The default Rx queue depth of UCX is 4096, but the maximum depth supported by SP670 is 4095. You need to adjust the default depth of UCX.

Solution

  1. To solve this issue, you need to modify a line of code based on the following code:

    cd /root/rpmbuild/SOURCES/
    tar -zxvf ucx-1.14.1.tar.gz
    vim ucx-1.14.1/src/uct/ib/base/ib_iface.c

    Change the default value of RX_QUEUE_LEN from 4096 to 4095.

    Package the file.

    rm -rf ucx-1.14.1.tar.gz
    tar zcvf ucx-1.14.1.tar.gz ucx-1.14.1
  2. Compile and build RPM packages. In the rpmbuild directory, compile and build the ucx.spec file to generate RPM packages.

    cd /root/rpmbuild/SPECS
    rpmbuild -bb ucx.spec

    After the build is complete, eight RPM packages are generated in the /root/rpmbuild/RPMS/aarch64 directory, as shown in the following figure.
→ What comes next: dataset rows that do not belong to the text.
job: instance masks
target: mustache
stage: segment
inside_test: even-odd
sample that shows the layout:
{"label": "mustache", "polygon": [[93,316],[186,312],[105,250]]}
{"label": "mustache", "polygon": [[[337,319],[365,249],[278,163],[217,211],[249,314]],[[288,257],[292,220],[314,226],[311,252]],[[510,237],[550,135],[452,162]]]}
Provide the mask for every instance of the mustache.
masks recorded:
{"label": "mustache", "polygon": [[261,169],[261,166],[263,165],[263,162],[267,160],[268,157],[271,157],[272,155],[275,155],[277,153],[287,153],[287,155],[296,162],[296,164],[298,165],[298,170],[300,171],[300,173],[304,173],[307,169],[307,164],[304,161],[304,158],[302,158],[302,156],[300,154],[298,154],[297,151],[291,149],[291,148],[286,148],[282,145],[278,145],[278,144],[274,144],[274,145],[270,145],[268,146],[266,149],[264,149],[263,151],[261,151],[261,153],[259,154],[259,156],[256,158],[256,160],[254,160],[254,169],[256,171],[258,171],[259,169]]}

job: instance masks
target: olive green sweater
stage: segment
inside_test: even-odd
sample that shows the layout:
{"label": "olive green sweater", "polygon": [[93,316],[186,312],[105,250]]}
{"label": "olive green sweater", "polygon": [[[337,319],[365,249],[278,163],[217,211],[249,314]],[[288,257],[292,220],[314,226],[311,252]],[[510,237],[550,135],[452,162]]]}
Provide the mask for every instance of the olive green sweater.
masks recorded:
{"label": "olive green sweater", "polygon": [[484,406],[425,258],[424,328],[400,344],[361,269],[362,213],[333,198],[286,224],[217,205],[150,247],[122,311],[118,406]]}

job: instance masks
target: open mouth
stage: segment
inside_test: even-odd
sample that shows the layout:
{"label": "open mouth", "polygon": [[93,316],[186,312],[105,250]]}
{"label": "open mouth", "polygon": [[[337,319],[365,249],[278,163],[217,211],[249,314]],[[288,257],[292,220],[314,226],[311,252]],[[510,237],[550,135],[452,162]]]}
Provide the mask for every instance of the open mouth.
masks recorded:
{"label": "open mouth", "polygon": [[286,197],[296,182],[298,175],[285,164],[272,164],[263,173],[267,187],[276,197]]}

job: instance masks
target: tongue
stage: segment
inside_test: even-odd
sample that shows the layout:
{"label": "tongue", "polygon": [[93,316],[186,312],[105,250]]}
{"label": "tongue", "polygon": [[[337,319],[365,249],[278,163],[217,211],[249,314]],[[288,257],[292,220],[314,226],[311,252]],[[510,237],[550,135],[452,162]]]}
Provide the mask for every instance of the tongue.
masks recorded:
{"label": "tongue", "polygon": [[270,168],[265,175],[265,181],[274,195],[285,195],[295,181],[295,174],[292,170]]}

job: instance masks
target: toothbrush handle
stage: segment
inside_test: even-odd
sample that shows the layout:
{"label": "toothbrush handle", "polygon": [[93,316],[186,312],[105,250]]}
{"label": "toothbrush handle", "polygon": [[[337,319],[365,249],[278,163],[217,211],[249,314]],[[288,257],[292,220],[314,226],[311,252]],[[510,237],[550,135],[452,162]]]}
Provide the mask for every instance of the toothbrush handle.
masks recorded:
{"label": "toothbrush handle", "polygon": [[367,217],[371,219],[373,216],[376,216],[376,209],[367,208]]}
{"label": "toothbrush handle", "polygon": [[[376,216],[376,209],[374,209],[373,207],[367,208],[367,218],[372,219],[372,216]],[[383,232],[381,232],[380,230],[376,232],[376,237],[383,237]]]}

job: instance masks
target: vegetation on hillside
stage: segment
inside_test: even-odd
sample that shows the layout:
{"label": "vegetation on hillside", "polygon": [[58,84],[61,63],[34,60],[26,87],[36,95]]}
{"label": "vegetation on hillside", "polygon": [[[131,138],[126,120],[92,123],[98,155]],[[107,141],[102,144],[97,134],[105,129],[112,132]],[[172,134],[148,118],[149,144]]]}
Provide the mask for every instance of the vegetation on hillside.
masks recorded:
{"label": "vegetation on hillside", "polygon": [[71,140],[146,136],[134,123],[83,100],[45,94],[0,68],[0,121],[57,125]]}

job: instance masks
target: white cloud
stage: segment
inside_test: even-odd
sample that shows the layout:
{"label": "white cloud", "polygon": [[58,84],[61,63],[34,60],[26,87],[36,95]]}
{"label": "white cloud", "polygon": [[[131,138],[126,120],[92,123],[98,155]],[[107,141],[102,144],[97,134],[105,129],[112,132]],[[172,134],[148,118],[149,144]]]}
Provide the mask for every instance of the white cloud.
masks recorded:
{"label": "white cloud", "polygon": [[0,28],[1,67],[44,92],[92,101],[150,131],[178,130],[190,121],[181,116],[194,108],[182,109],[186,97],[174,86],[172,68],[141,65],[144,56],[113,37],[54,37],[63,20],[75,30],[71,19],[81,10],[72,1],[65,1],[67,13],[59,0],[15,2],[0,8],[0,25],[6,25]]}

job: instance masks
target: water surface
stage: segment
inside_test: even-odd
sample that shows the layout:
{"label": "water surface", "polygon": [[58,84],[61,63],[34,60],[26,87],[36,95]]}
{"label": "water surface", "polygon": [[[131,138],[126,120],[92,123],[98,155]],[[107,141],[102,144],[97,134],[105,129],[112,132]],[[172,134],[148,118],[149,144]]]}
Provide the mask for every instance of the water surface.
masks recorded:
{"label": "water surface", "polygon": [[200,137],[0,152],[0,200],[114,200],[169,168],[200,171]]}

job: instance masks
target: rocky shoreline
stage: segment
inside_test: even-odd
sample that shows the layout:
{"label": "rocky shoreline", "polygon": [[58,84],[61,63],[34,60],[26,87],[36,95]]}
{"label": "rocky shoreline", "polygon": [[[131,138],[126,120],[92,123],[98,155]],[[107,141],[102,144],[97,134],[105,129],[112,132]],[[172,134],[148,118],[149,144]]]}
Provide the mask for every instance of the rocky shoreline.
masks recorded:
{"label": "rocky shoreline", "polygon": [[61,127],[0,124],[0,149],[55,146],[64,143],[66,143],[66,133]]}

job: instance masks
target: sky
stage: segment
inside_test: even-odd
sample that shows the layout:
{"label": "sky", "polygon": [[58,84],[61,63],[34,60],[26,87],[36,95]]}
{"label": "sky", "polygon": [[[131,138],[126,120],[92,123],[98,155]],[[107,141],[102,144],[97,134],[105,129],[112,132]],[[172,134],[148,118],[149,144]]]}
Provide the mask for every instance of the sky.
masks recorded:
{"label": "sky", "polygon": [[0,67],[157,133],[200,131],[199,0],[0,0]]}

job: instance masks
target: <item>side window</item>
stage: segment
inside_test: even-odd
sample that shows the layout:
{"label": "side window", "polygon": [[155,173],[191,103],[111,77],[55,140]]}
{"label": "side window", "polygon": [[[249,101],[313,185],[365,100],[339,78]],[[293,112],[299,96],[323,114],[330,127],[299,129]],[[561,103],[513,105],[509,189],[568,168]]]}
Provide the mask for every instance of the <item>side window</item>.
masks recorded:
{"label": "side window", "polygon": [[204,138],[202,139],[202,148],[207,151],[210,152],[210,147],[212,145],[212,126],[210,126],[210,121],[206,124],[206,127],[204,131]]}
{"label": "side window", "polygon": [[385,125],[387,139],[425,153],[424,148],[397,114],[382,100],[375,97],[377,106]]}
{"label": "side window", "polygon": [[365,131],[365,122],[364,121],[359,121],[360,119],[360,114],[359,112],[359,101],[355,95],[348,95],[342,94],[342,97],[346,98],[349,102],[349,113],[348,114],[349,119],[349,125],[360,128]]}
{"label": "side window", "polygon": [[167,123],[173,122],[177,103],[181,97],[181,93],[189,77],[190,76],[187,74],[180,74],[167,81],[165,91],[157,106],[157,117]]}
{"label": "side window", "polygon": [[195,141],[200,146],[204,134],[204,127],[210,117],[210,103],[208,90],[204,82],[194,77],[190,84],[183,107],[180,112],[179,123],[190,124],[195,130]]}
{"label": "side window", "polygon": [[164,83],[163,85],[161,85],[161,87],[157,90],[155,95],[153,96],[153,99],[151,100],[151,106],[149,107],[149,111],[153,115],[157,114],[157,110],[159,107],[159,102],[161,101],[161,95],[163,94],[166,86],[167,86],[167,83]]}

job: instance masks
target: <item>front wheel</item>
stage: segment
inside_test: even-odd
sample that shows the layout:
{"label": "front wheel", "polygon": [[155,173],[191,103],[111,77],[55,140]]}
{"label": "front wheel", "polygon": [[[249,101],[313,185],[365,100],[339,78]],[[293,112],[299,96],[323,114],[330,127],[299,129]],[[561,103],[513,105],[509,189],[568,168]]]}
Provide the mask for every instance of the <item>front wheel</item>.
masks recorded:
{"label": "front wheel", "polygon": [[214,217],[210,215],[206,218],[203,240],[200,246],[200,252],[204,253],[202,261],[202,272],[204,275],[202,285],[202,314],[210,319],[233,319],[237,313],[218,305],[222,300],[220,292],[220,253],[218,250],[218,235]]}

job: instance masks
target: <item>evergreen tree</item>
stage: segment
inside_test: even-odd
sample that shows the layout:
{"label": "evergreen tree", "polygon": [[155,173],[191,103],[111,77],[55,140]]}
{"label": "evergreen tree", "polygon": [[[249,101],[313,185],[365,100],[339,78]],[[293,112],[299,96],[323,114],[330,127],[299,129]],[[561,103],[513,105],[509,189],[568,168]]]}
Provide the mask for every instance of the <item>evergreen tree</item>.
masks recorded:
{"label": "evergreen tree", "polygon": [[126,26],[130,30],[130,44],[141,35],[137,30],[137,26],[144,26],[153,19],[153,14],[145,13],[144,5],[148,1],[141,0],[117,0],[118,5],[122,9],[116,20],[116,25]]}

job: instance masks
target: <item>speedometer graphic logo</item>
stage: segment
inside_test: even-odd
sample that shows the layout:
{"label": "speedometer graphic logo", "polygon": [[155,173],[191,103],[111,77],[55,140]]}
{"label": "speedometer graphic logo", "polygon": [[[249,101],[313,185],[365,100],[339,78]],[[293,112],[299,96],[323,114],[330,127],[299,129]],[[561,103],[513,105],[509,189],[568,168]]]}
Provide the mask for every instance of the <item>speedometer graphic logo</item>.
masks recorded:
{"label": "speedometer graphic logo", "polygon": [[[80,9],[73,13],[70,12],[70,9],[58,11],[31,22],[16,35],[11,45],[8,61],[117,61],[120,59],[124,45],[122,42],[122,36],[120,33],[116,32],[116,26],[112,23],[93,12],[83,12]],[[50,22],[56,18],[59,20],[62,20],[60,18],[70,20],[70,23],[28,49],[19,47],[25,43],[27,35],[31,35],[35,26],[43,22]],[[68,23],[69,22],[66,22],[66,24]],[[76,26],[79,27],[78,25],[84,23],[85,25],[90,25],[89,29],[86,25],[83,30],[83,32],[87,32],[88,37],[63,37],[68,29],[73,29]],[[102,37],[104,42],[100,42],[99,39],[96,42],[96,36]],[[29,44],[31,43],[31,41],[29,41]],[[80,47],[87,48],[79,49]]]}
  3. Install the RPM packages.

    cd /root/rpmbuild/RPMS/aarch64
    rpm -ivh ucx-1.14.1-1.aarch64.rpm --force
    rpm -ivh ucx-cma-1.14.1-1.aarch64.rpm --force
    rpm -ivh ucx-debuginfo-1.14.1-1.aarch64.rpm --force
    rpm -ivh ucx-debugsource-1.14.1-1.aarch64.rpm --force
    rpm -ivh ucx-devel-1.14.1-1.aarch64.rpm --force
    rpm -ivh ucx-ib-1.14.1-1.aarch64.rpm --force
    rpm -ivh ucx-rdmacm-1.14.1-1.aarch64.rpm --force
    rpm -ivh ucx-static-1.14.1-1.aarch64.rpm --force

Security Management

Routine Check Using Antivirus Software

Periodically scan clusters for viruses. This protects clusters from viruses, malicious code, spyware, and malicious programs, reducing risks such as system breakdown and information leakage. Mainstream antivirus software can be used for antivirus check.

Vulnerability Fixing

To ensure the production environment security and reduce attack risks, periodically fix the following vulnerabilities if any:

  • OS vulnerabilities
  • OpenSSL vulnerabilities
  • Vulnerabilities in other components

Acronyms and Abbreviations

Acronym/Abbreviation Full Name
A - E
ECN Explicit Congestion Notification
F - J
HPC High Performance Compact
K - O
NUMA Non-uniform memory access
OSD Object Storage Daemon
P - T
PFC Priority-based flow control
RDMA Remote direct memory access
RoCE RDMA over Converged Ethernet
SPDK Storage Performance Development Kit
TCP Transmission Control Protocol
U - Z
UCX Unified Communication X

Change History

Date Description
2024-09-30 This is the first official release.